Esto es triste, esto es para terminar ya. Mejor no escribir lo que escribo, porque el corazón se achica y el alma se estremece y solo siento que no se ya mas como se ama, como se brinda uno al mundo.
Cuando estoy así, debo dejar que pase el momento amargo, que suene el estallido de la tormenta y la lluvia, que tal vez limpien todo lo negro del cielo, transformándolo en bondades.

Febrero 2008 

martes, 24 de agosto de 2010

Una de amor.

No me olvides

Busca dentro de tu alma.
Busca bien.  En algún perdido rincón,  allí estaré, siempre.

Descúbrete pensando en esa poesía que te escribí un día.
Grábala en tu corazón.

Date la vuelta de tanto en tanto para mirarme  y aunque ya no esté contigo, recordame.

Pasa por esa esquina tan querida y frena.
Si ves un fantasma, invítalo a subir.

Mira algún cielo gris que esté por desplomarse. 
Y si sentís que de pronto el viento, te sopla en el oído, no es el viento.

Es el susurro de mi corazón, que te dice que no me olvides. 

miércoles, 18 de agosto de 2010

Navidades, eran las de antes...


La navidad es una fecha muy importante. Es donde en general se reúne, toda la familia. Con el importante objetivo de darle curso a una de las fiestas más esperadas del año. En Navidad, recordamos
- gastronómicamente hablando- que Jesús vino a nosotros para traernos, hace más de dos mil años, la paz al espíritu y el regocijo del estómago; aunque habitualmente la gente suele hacer mucho más hincapié en esto último… Y descubrimos con placer, las habilidades culinarias de la parentela presente: pavos, carnes, salsas, ensaladas varias, todas provistas de las calorías necesarias, para pasar sin prisa ni prosa, el “fresco” verano bonaerense…Y para rematar el cuadro, el infaltable y etílico champagne.
De esto y mucho mas, se compone este adorado ágape gastro-espiritual, que nos sorprende a todos cuando dan, las doce de la noche, con una mano en el corazón y la otra en el pio nono.  

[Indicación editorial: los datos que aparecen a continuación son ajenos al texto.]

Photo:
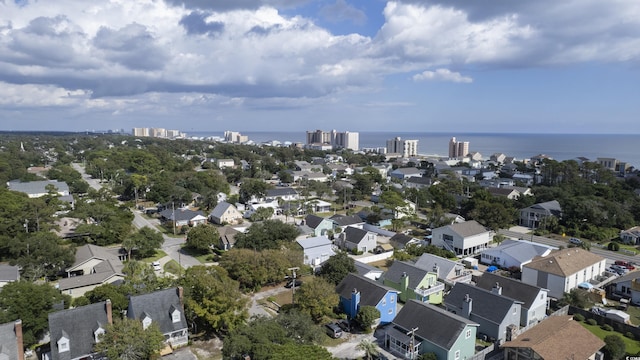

Pero antes de que llegue ese día, tan esperado por grandes y chicos, no nos queda otra alternativa, que pasar por uno que otro vericueto epistolar, para averiguar -sin levantar la perdiz- qué regalos quieren los mas pequeños, los que aun creen (o fingen creer) en Papá Noel. Entonces nos encontramos en menos que canta un gallo, con las cartas a Santa: listas interminables de juguetes carísimos, que los menores de edad confeccionan con la mayor ilusión y la no poca influencia del millón de avisos pautados por mis amigos publicitarios en Disney Channel.
HO, HO, HO… que estrategia usaremos los pobres padres,  para disuadir al niño en cuestión y convencerlo de que Santa no le va a traer la Wii último modelo, ni la netbook con cámara incorporada, ni la Blackberry  y definitivamente menos la escoba mágica de Harry Potter?

Inducción señores. Los padres deben hacer un curso previo a esas fechas para poder influir, inducir e incorporar en la mentecilla de sus vástagos, por lo menos alguno de los regalos que seguramente, aquella madre o abuela muy organizada, compró unos meses antes aprovechando alguna promo especial del shopping.

Pero cuando finalmente llega el momento y todos corremos a ver si logramos ver los renos y el trineo, el instante se congela en una algarabía general. Y somos todos (grandes, chicos, creyentes y fingidores) parte de una “estampa” viviente, como la más linda de las fotos del momento “Kodak”. Se produce un desbande general, apuramos la ronda de champagne, en tanto que levantamos copas y nos deseamos Feliz Nochebuena! Y por un momento fugaz, recordamos como en una película muda, todas esas navidades de nuestra vida y volvemos a ser una vez más, como pequeños.